The authors pair these interviews with data from surveys conducted for this book to identify seven archetypes of Trump voter (such as “Red-Blooded and Blue-Collared,” “Rotary Reliables,” and “Silent Suburban Moms”). Glib prose (at one point, “Republican mega-donors” are described as “suffering with post-traumatic stress syndrome from Romney’s loss”) does the argument no favors. Partisan language and framing—“For nearly a century, American politics has put the New Deal coalition of government takers on one side, opposed by the fusion of affluence and evangelicalism of the modern Republican Party”—signal that the book’s intended readership is fellow conservatives. The representation of Trump supporters as misunderstood victims steeped in Americana will likely play well with that audience.

Salena Zito Harvard

These Harvard kids got the lesson of their lives in the Heartland.

By Selena Zito

On a blustery afternoon in April, I filed into a van along with 10 students from Harvard.
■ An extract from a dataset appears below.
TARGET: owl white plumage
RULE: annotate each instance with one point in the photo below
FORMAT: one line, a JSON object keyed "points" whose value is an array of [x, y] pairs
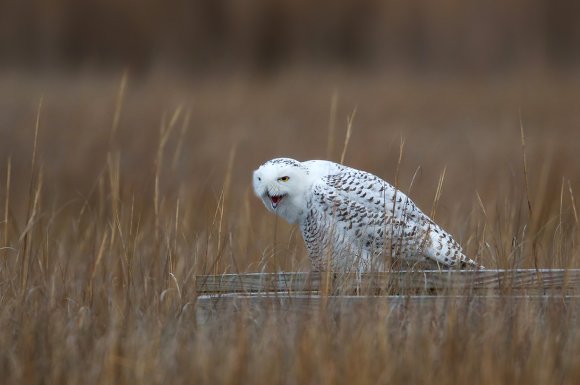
{"points": [[351, 219]]}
We had just spent the last two days in Chicopee, Mass., where we had chatted with the police chief and his force, the mayor and his staff, small-business owners, waitresses and firemen about their struggles living in small-town America.

The undergrads were buzzing with their impressions. Chicopee is about 90 miles west of their prestigious university in Cambridge, but when it comes to shared experience, it might as well have been 1,000 light years away.

As they settled in, I looked at them.

“So,” I said, “who do you think most of the people you just got to know voted for president?”

None of the students had an answer. It hadn’t come up in their conversations and they didn’t know I had privately asked each person whom they’d voted for.

So I let a minute pass and told them.

“Nearly every one of them voted for Trump.”

My students at first looked stunned. But then recognition crossed their faces.

We were only a few days into a new course I had developed with Harvard’s Institute of Politics, called the Main Street Project, where students are immersed in small-town America. Even though these kids had almost all been raised in the United States, our journey sometimes felt like an anthropology course, as though they were seeing the rest of the country for the first time. And this was their opening lesson.

I have been a national political journalist for nearly 15 years. Whenever and wherever I travel in this country, I abide by a few simple rules: No planes, no interstates, and no hotels.